Unsupervised learning

In unsupervised learning, the task is to infer hidden structure from unlabeled data, comprised of training examples \(\{x_n\}\).

We demonstrate how to do this in Edward with an example. The script is available here.

Data

Use a simulated dataset of 2-dimensional datapoints \(\mathbf{x}_n\in\mathbb{R}^2\).

def build_toy_dataset(N):
  pi = np.array([0.4, 0.6])
  mus = [[1, 1], [-1, -1]]
  stds = [[0.1, 0.1], [0.1, 0.1]]
  x = np.zeros((N, 2), dtype=np.float32)
  for n in range(N):
    k = np.argmax(np.random.multinomial(1, pi))
    x[n, :] = np.random.multivariate_normal(mus[k], np.diag(stds[k]))

  return x

N = 500  # number of data points
D = 2  # dimensionality of data

x_train = build_toy_dataset(N)

We visualize the generated data points.

plt.scatter(x_train[:, 0], x_train[:, 1])
plt.axis([-3, 3, -3, 3])
plt.show()

image

Model

Posit the model as a mixture of Gaussians. For more details on the model, see the Mixture of Gaussians tutorial. We write it in collapsed form, marginalizing out the mixture assignments.

K = 2  # number of components

mu = Normal(mu=tf.zeros([K, D]), sigma=tf.ones([K, D]))
sigma = InverseGamma(alpha=tf.ones([K, D]), beta=tf.ones([K, D]))
cat = Categorical(logits=tf.zeros([N, K]))
components = [
    MultivariateNormalDiag(mu=tf.ones([N, 1]) * tf.gather(mu, k),
                           diag_stdev=tf.ones([N, 1]) * tf.gather(sigma, k))
    for k in range(K)]
x = Mixture(cat=cat, components=components)

Inference

Perform variational inference. The latent variables are the mixture probabilities, component means, and component variances. Define the variational model to be \[\begin{aligned} q(\mu, \sigma \;;\; \lambda) &= \prod_{k=1}^K \text{Normal}(\mu_k; \lambda_{\mu_k}) ~ \text{InverseGamma}(\sigma_k; \lambda_{\sigma_k}).\end{aligned}\] The model in Edward is

qmu = Normal(
    mu=tf.Variable(tf.random_normal([K, D])),
    sigma=tf.nn.softplus(tf.Variable(tf.zeros([K, D]))))
qsigma = InverseGamma(
    alpha=tf.nn.softplus(tf.Variable(tf.random_normal([K, D]))),
    beta=tf.nn.softplus(tf.Variable(tf.random_normal([K, D]))))

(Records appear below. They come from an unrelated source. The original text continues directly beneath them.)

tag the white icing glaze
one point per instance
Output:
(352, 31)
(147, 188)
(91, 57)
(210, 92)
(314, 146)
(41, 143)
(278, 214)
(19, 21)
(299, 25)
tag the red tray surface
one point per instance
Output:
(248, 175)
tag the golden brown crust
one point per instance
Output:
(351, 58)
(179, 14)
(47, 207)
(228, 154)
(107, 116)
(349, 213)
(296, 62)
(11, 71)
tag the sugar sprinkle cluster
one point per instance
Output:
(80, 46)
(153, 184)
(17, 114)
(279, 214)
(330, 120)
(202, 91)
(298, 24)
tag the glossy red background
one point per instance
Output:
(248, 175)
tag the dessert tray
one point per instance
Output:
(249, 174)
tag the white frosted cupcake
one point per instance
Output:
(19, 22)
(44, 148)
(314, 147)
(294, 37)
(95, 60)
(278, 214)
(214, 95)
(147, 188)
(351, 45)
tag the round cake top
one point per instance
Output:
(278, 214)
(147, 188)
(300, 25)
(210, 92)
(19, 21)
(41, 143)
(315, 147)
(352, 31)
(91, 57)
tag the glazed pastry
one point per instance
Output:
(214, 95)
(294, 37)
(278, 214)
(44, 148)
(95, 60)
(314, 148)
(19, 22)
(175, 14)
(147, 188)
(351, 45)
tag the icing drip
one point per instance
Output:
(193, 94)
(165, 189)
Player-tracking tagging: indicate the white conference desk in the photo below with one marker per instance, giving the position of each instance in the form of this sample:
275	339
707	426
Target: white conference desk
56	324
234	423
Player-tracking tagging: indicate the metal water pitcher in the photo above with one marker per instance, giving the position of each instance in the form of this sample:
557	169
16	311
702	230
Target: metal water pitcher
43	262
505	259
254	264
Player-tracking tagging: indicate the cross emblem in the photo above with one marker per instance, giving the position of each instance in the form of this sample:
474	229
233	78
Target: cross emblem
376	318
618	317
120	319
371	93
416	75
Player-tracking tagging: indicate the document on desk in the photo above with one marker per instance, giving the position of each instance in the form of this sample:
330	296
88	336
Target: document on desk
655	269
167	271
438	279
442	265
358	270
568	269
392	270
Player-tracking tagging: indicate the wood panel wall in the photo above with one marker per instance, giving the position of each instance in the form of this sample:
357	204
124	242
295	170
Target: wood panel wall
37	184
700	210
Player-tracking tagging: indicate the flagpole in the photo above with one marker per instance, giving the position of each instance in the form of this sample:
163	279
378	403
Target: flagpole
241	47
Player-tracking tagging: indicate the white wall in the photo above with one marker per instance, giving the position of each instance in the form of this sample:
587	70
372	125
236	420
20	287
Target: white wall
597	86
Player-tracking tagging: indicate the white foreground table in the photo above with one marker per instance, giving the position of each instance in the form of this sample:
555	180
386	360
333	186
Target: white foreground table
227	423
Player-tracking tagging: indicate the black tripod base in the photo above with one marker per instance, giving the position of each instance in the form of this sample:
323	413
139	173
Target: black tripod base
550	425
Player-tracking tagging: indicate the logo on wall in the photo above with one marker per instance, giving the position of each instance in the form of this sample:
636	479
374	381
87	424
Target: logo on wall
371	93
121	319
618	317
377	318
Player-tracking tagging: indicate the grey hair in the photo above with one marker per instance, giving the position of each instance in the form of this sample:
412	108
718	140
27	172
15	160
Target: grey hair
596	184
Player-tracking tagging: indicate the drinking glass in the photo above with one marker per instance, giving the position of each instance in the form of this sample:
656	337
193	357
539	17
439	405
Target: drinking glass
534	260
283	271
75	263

Run variational inference for 4000 iterations and 20 latent variable samples per iteration.

data = {x: x_train}
inference = ed.KLqp({pi: qpi, mu: qmu, sigma: qsigma}, data)
inference.run(n_iter=4000, n_samples=20)

In this case KLqp defaults to minimizing the \(\text{KL}(q\|p)\) divergence measure using the score function gradient. For more details on inference, see the \(\text{KL}(q\|p)\) tutorial.

Criticism

We visualize the predicted memberships of each data point. We pick the cluster assignment which produces the highest posterior predictive density for each data point.

To do this, we first draw a sample from the posterior and calculate a a K x N matrix of log-likelihoods, one for each cluster assignment \(k\) and data point \(\mathbf{x}_n\). We perform this averaged over 100 pwosterior samples.

# Average per-cluster and per-data point likelihood over many posterior samples.
log_liks = []
for _ in range(100):
  mu_sample = qmu.sample()
  sigma_sample = qsigma.sample()
  # Take per-cluster and per-data point likelihood.
  log_lik = []
  for k in range(K):
    x_post = Normal(mu=tf.ones([N, 1]) * tf.gather(mu_sample, k),
                    sigma=tf.ones([N, 1]) * tf.gather(sigma_sample, k))
    log_lik.append(tf.reduce_sum(x_post.log_prob(x_train), 1))

  log_lik = tf.pack(log_lik)  # has shape (K, N)
  log_liks.append(log_lik)

log_liks = tf.reduce_mean(log_liks, 0)

We then take the \(\arg\max\) along the rows (cluster assignments).

clusters = tf.argmax(log_liks, 0).eval()

Plot the data points, colored by their predicted membership.

plt.scatter(x_train[:, 0], x_train[:, 1], c=clusters, cmap=cm.bwr)
plt.axis([-3, 3, -3, 3])
plt.title("Predicted cluster assignments")
plt.show()

image